Anche la prima settimana di scuola non ha causato, come molti temevano, una crescita dei positivi. I mille test eseguiti agli studenti hanno portato alla scoperta di (soli) cinque nuovi casi effettivi. E tra l’altro tutti asintomatici. Il grafico settimanale degli ultimi tre mesi mostra un percorso lineare: dopo il netto calo di agosto, dovuto soprattutto a riduzione del numero di tamponi, l’andamento si è assestato su circa 100 casi a settimana. Negli ultimi sette giorni sono stati 93.

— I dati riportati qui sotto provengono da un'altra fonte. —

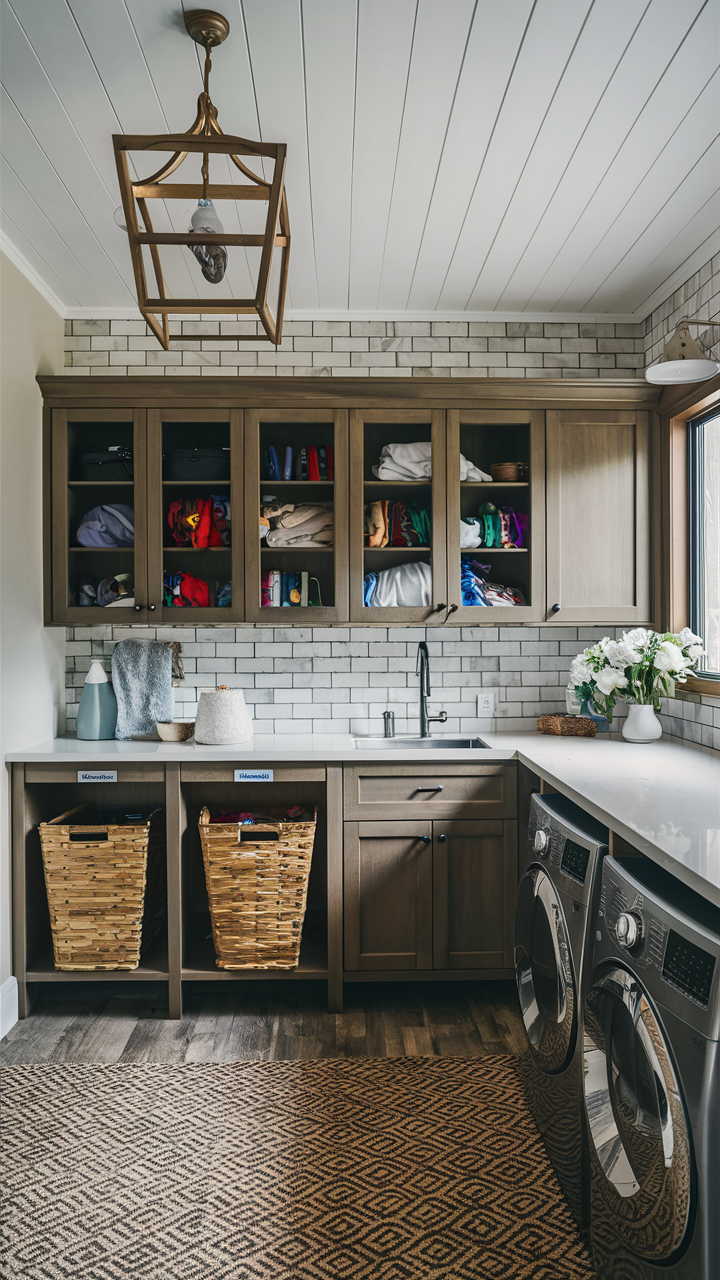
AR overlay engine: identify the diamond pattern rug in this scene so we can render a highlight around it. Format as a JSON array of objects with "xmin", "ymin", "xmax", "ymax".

Il secondo indicatore utile per capire a che punto è l’epidemia è il numero dei bergamaschi in sorveglianza attiva, cioè monitorati da Ats e bloccati a casa prima del tampone negativo. Si dividono tra persone in isolamento e in quarantena. Non è la stessa cosa. «In isolamento» vengono posti i malati di Covid-19, mentre la quarantena vale per i loro contatti, anche non malati, che potrebbero sviluppare la malattia. Per evitare che trasmettano il virus da asintomatici non possono uscire di casa. Il 24 agosto i bergamaschi monitorati erano 539, divisi tra 254 casi effettivi e 285 contatti. L’ultimo aggiornamento, confermato da Ats venerdì 18 settembre, dice che adesso in tutta la provincia ci sono 276 casi positivi e 301 contatti. Un leggero aumento dovuto - come già detto - alla campagna di screening di chi rientra da nazioni considerate a rischio.

Gli altri dati fondamentali sono quelli che arrivano dagli ospedali: ricoverati, terapie intensive e decessi. Su questo fronte già da due mesi i numeri dicono che siamo ormai lontani dal periodo emergenziale, segnale che il sistema sanitario combattendo il virus il modo efficace. A marzo il 30% delle persone finite in terapia intensiva non ce l’ha fatta, adesso invece la possibilità di sopravvivere si è alzata nettamente. I medici hanno imparato a conoscere meglio il Covid-19 e il flusso limitato di pazienti consente di concentrare gli sforzi sui pochi casi. Al momento sono due i bergamaschi ricoverati nel reparto di rianimazione degli Spedali civili di Brescia. Sono un uomo e una donna, gravi ma stabili. E due sono anche i ricoveri «semplici», non gravi. Uno al Papa Giovanni XXIII e l’altro in un ospedale dell’Asst Bergamo Est. I morti, infine: sono otto da inizio agosto, tutte persone che si trovavano da tempo in gravi condizioni.

Se la situazione è sotto controllo non è merito del caso. Mascherine e distanziamento, ma soprattutto attenzione e buon senso da parte di tutti, sono decisivi per continuare la lotta al virus. Per evitare la seconda ondata, che in altri Paesi sembra essere già arrivata, è vietato abbassare la guardia.